The following instructions allow a user to process a single test conditions with the uPSP software. The steps will use bracketed shorthand like <name> to refer to the path to input files on disk (for more details concerning file formats, see File Formats).

  1. Acquire the following input files:

  2. Create the following processing configuration files:

  3. Run upsp-extract-frames to extract the first frame from the camera video file as a PNG.

    #!/bin/bash
    upsp-extract-frames \
      -input=<video-file> \
      -output=first-frame.png \
      -start=1 \
      -count=1
    

    Run upsp-extract-frames -h for more usage details.

    The output file first-frame.00001.png contains the first frame from the input <video-file>, scaled to 8-bit depth.

  4. Run upsp-external-calibration to compute the external camera calibration relative to the model position in the first frame (this step accounts for “wind-on” deflection of the model position that is not accounted for in the time-averaged model position reported by the wind tunnel data systems):

    #!/bin/bash
    upsp-external-calibration \
      --tgts <tgts-file> \
      --grd <grid-file> \
      --wtd <wtd-file> \
      --cfg <excal-cfg-file> \
      --cal_dir <cal-dir> \
      --out_dir . \
      --img first-frame.00001.png
    

    <cal-dir> refers to the name of the directory containing <cal-file>. Run upsp-external-calibration -h for more usage details.

    The output file cam01-to-model.json contains the external calibration parameters that will be fed to psp_proces in the next step.

  5. Run psp_process to produce a (usually quite large) time history of the surface pressure at each point on the model grid.

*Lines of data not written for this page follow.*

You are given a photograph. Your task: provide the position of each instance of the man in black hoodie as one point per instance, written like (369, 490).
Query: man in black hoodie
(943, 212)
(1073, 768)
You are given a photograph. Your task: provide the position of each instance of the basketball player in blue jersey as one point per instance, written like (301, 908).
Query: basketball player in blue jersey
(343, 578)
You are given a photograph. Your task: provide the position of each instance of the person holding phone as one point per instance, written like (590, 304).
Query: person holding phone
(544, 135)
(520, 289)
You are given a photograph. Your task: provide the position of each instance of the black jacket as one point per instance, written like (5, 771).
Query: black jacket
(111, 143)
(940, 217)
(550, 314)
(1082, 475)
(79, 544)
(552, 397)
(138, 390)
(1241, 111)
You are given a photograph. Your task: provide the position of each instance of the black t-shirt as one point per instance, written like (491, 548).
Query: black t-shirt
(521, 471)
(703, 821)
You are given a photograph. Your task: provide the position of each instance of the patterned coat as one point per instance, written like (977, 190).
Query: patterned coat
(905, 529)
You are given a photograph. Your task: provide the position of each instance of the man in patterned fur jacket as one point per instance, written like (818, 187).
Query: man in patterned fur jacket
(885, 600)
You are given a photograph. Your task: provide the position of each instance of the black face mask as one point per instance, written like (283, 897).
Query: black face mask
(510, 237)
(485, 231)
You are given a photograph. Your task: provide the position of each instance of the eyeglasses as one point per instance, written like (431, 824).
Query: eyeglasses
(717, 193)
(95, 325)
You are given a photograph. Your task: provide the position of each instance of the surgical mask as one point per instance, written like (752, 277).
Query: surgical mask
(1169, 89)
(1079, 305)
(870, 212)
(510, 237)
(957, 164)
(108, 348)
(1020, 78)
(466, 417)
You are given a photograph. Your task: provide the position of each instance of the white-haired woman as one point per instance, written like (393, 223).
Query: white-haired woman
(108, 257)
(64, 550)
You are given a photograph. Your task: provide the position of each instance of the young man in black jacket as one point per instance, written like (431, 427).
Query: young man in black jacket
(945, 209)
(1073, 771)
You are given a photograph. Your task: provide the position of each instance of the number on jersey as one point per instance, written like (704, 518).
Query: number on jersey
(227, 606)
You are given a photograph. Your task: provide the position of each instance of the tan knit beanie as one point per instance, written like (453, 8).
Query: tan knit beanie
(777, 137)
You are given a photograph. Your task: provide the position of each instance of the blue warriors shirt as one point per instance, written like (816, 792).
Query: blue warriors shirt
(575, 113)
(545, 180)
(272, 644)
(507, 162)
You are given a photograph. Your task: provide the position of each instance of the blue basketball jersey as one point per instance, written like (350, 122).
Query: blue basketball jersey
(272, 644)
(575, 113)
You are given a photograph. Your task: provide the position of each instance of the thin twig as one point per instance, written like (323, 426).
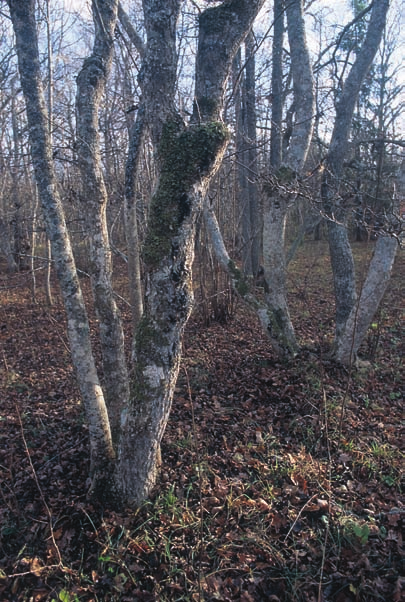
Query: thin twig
(34, 474)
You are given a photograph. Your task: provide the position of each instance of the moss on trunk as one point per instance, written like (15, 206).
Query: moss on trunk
(186, 155)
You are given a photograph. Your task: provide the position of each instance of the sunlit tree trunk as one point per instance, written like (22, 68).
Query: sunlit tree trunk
(137, 136)
(372, 290)
(339, 245)
(276, 197)
(187, 158)
(91, 83)
(252, 192)
(25, 28)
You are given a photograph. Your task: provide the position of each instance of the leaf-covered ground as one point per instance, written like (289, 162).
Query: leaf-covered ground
(280, 481)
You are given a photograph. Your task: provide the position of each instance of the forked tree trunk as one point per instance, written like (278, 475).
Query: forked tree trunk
(25, 28)
(339, 245)
(276, 201)
(137, 136)
(372, 290)
(187, 159)
(91, 83)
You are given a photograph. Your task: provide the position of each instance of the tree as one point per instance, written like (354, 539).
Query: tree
(278, 190)
(339, 245)
(125, 464)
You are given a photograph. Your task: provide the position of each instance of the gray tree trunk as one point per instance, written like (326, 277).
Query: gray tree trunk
(137, 135)
(187, 159)
(372, 290)
(339, 245)
(91, 83)
(276, 197)
(254, 209)
(25, 28)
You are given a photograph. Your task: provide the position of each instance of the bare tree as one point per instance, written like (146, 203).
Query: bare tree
(187, 157)
(340, 249)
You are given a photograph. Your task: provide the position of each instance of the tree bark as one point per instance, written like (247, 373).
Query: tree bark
(90, 88)
(276, 197)
(187, 158)
(251, 118)
(101, 449)
(339, 245)
(372, 291)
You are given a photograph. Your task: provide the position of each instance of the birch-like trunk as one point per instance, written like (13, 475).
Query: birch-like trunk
(339, 245)
(276, 200)
(25, 28)
(372, 291)
(137, 136)
(187, 159)
(91, 83)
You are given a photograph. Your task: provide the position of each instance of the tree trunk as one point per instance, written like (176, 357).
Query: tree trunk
(137, 136)
(276, 197)
(372, 291)
(90, 89)
(254, 210)
(101, 449)
(187, 159)
(339, 245)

This can take significant time and memory if run on a personal computer; we recommend instead that the application be run in parallel on a compute cluster. The application is best run so that one MPI rank runs on each compute node, and then thread-level parallelism is leveraged by each MPI rank to scale across cores on a given node.

    An example PBS job script for running psp_process on the Pleaides cluster at the NASA Advanced Supercomputing (NAS) Division is shown below. For more details about PBS syntax and uPSP-specific rules of thumb for sizing the job allocation, see Guidelines for setting NAS PBS job parameters.

    #!/bin/bash
    #PBS -q normal
    #PBS -l select=40:model=ivy
    #PBS -l walltime=00:20:00
    export MPI_DSM_DISTRIBUTE=off
    export OMP_STACKSIZE=250M
    export OMP_NUM_THREADS=16
    source /usr/local/lib/global.profile
    module purge
    module load mpi-hpe/mpt.2.25
    mpiexec psp_process \
      -input_file=<inp-file> \
      -h5_out=<out-dir>/output.h5 \
      -paint_cal=<paint-file> \
      -steady_p3d=<steady-file>
    

    <out-dir> refers to the value of the @output/dir variable specified in the <inp-file>. Run psp_process -h for more usage details.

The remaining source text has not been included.